Por Jorge Silveira Duarte Fotos: Facebook Município de Atlántida

Para compreender o território de Canelones, é necessário, primeiro, conhecer a estrutura administrativa do Uruguai e os diferentes níveis de governo que organizam o país. O sistema está dividido em três instâncias: governo nacional, governo departamental e governo municipal.
O governo nacional, exercido pelo presidente da República, é responsável pela administração de todo o país. No segundo nível estão os governos departamentais, equivalentes, em certa medida, aos governos estaduais brasileiros. O Uruguai possui 19 departamentos, cada um administrado por um intendente, autoridade que guarda algumas semelhanças com a figura do governador no Brasil, e por uma Junta Departamental, que exerce funções legislativas no âmbito local. O terceiro nível é formado pelos municípios, estrutura administrativa criada a partir da legislação aprovada em 2009. Cada município é dirigido por um alcalde, equivalente ao prefeito brasileiro, e por quatro concejales, que correspondem, em linhas gerais, aos vereadores.

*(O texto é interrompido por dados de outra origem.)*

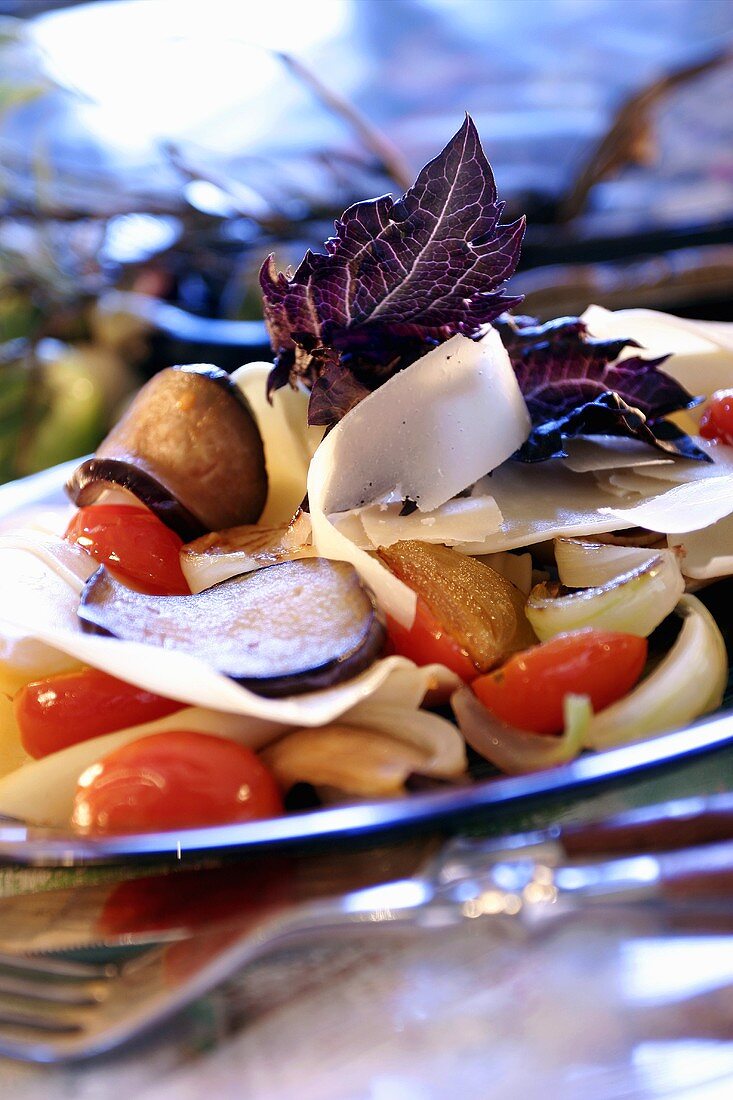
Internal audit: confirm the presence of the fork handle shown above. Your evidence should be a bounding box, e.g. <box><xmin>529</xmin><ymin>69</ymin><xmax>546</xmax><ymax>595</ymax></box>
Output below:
<box><xmin>657</xmin><ymin>840</ymin><xmax>733</xmax><ymax>902</ymax></box>
<box><xmin>559</xmin><ymin>793</ymin><xmax>733</xmax><ymax>856</ymax></box>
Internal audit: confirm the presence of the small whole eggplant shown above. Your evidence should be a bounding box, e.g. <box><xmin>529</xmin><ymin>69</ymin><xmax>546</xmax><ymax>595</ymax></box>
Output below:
<box><xmin>66</xmin><ymin>364</ymin><xmax>267</xmax><ymax>541</ymax></box>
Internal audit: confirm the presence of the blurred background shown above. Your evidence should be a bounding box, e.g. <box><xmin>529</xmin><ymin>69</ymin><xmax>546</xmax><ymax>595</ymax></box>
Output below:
<box><xmin>0</xmin><ymin>0</ymin><xmax>733</xmax><ymax>481</ymax></box>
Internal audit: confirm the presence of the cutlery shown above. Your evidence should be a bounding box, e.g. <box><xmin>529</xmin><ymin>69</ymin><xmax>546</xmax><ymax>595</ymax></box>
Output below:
<box><xmin>0</xmin><ymin>815</ymin><xmax>733</xmax><ymax>1062</ymax></box>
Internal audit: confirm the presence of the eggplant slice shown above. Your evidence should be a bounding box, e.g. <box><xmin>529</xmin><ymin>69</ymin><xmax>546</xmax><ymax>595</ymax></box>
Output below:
<box><xmin>78</xmin><ymin>558</ymin><xmax>385</xmax><ymax>696</ymax></box>
<box><xmin>66</xmin><ymin>365</ymin><xmax>267</xmax><ymax>541</ymax></box>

É nesse contexto geopolítico que se insere Canelones, um dos 19 departamentos uruguaios, atualmente dividido em 32 municípios. É por parte desse território que passaremos entre os dias 15 e 19 de setembro de 2026, durante um encontro promovido por meio da ATC – Asociación Turística de Canelones e da FEBTUR – Federação Brasileira de Jornalistas e Comunicadores de Turismo.
Será uma oportunidade para conhecer e compartilhar as paisagens, a cultura, a gastronomia e as experiências turísticas de Canelones. Uma imersão que certamente será marcada pela hospitalidade dos anfitriões uruguaios, muitos dos quais hoje também integram a família FEBTUR.
Uma inesquecível experiência em Atlántida
Entre os municípios que visitaremos está Atlántida. Já estive algumas vezes nesse pequeno paraíso uruguaio, mas nenhuma visita — por enquanto — se compara à primeira, ocorrida há mais de 50 anos, quando eu tinha apenas 10 anos de idade.
Naquela época, passava férias em Salinas, hoje também um dos municípios de Canelones, distante cerca de oito quilômetros de Atlántida. Em uma típica aventura de infância — e sem a autorização dos pais — eu e alguns amigos da mesma idade decidimos percorrer de bicicleta o caminho entre as duas praias para conhecer o destino.
Foram aproximadamente duas horas de pedalada na ida, entre dunas e praias. Chegamos, permanecemos apenas alguns minutos contemplando o lugar e, então, empreendemos o caminho de volta. Mais duas horas de bicicleta, desta vez acompanhadas por uma preocupação que só uma criança é capaz de compreender: não sabíamos como nossos pais reagiriam ao nosso desaparecimento.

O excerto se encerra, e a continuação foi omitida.